On Tue, January 24, 2012 6:33 pm, James Adcock wrote:
Don>Starting at the most basic level, is there any good reason not to use utf-8 as the basic encoding standard for everything including plain-text?
No.
BOM or no BOM?
Depends on the file. XML files (XHTML, TEI, etc.) are guaranteed to be ASCII in their first line, and that first line declares the encoding, so no BOM is necessary (and would probably confuse some tools). Subtle markup languages like reStructuredText which have no prolog need some mechanism to indicate that they contain UTF-8 encodings (to distinguish between that, latin-1 or MacRoman) so may need to have a BOM.
Unix or Windows style line breaks?
Don't know that it matters, but my preference would be Unix.

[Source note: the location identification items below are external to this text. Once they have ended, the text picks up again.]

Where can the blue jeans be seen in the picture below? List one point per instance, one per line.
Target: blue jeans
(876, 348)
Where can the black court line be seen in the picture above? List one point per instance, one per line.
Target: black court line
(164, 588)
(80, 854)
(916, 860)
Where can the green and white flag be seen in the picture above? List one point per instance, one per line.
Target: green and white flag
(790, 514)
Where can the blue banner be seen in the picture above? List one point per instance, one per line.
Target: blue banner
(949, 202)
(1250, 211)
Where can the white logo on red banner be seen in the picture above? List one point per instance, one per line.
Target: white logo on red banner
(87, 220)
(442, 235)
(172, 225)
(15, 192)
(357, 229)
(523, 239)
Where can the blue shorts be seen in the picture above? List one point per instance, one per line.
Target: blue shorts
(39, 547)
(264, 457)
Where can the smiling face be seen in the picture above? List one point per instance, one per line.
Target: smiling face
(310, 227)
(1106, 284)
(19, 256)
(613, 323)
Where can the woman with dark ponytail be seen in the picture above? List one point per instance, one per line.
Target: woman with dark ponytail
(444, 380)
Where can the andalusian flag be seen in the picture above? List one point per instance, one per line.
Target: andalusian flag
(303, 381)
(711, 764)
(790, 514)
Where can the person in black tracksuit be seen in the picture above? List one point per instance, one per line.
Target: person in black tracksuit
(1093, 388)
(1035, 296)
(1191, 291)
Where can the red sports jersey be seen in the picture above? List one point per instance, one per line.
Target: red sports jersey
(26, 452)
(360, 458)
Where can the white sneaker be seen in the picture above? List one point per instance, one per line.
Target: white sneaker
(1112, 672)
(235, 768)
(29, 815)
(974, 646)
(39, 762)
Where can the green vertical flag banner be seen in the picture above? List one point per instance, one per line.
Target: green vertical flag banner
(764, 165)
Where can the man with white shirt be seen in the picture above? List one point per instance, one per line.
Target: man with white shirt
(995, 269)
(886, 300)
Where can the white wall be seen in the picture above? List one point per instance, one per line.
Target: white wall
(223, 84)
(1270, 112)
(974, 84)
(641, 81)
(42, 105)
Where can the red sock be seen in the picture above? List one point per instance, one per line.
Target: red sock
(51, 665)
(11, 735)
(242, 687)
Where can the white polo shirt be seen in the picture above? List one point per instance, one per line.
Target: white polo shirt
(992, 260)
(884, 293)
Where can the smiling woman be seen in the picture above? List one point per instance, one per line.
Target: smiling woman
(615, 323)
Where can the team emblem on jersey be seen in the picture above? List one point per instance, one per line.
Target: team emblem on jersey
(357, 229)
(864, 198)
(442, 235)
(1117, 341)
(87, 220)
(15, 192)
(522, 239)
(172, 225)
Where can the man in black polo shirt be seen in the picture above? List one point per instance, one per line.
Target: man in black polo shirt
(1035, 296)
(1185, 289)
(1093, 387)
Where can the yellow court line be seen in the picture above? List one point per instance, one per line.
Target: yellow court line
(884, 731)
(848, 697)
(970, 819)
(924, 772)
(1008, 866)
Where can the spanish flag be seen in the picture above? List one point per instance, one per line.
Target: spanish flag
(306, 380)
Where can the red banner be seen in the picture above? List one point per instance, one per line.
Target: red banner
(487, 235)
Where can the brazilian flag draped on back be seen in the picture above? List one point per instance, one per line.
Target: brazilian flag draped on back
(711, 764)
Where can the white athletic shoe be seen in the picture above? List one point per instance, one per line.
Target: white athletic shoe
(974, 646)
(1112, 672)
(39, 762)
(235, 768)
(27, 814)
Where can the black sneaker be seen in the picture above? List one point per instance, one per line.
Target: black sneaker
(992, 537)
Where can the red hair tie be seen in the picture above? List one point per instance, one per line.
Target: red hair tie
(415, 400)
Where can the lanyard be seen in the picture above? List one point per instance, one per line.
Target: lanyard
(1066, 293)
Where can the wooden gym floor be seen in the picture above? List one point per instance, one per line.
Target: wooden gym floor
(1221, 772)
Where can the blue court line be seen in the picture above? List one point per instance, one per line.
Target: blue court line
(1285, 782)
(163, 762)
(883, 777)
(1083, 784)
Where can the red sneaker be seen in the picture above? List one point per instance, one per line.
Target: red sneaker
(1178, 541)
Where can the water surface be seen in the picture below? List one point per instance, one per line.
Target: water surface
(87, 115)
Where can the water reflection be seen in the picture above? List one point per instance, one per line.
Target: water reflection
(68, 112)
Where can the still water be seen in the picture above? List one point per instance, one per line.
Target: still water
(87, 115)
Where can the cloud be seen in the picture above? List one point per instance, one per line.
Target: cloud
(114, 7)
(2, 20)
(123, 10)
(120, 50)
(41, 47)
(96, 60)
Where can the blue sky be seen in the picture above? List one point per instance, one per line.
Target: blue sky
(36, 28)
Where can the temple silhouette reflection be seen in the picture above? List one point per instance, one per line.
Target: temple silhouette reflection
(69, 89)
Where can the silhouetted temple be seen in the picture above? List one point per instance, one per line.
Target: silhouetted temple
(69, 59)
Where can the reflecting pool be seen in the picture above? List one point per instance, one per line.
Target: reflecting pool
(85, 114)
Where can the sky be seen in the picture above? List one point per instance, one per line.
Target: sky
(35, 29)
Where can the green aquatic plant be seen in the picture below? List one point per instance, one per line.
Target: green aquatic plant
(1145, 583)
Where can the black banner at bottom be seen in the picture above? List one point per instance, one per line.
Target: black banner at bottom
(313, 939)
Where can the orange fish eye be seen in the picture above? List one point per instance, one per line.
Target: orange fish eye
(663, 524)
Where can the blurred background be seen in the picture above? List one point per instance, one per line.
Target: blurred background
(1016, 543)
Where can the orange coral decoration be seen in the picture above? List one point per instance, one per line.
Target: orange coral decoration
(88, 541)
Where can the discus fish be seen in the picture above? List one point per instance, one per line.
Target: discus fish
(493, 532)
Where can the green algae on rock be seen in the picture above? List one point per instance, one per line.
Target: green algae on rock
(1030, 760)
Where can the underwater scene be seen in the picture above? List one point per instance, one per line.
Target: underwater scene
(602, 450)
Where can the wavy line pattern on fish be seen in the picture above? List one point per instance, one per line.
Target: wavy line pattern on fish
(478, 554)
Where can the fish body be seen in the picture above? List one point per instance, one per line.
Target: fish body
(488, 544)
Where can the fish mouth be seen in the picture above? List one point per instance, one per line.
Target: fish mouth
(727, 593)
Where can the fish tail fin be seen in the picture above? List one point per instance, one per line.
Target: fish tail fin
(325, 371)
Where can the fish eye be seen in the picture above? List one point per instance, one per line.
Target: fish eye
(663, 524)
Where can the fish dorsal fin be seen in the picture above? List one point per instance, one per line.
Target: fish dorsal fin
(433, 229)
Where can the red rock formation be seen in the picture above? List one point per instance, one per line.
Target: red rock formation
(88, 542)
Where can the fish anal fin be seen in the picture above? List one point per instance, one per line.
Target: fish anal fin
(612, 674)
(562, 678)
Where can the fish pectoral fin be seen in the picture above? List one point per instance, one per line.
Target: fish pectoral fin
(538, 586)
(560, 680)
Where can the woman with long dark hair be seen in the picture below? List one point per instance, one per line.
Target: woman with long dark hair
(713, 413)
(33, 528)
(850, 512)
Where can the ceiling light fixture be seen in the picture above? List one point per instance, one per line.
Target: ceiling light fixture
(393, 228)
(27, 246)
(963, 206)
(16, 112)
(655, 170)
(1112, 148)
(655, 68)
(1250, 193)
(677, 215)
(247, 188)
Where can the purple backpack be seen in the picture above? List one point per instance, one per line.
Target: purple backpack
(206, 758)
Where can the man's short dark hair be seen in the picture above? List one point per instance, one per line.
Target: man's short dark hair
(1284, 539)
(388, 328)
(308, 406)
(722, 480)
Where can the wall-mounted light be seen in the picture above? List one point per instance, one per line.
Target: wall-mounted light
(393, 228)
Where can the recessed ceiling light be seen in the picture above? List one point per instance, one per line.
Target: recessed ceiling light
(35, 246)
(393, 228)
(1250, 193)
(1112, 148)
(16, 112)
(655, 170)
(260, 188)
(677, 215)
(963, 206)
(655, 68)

Line breaks meaning paragraph separations or line breaks meaning, well, whatever it is that PG means by line breaks?
All lines will wrap when displayed, so a mechanism is needed to indicate "this is not just whitespace it really is a new line!" All markups have a mechanism for this purpose. For ease of proofreading, I recommend that text lines be broken with insignificant new line characters at the same point as in the original text to the extent possible (hyphenated lines cannot follow this rule, and should be broken at the next, or previous, available whitespace.
"uft-8" meaning that "we" use the interpretation of the code points as defined by Unicode, or meaning "we" invent our own meanings for those code points?
Unicode without composition. Most have argued that UTF-8 requires Unicode. Technically you can UTF-8 encode any set of code points, but for this project it would serve no purpose.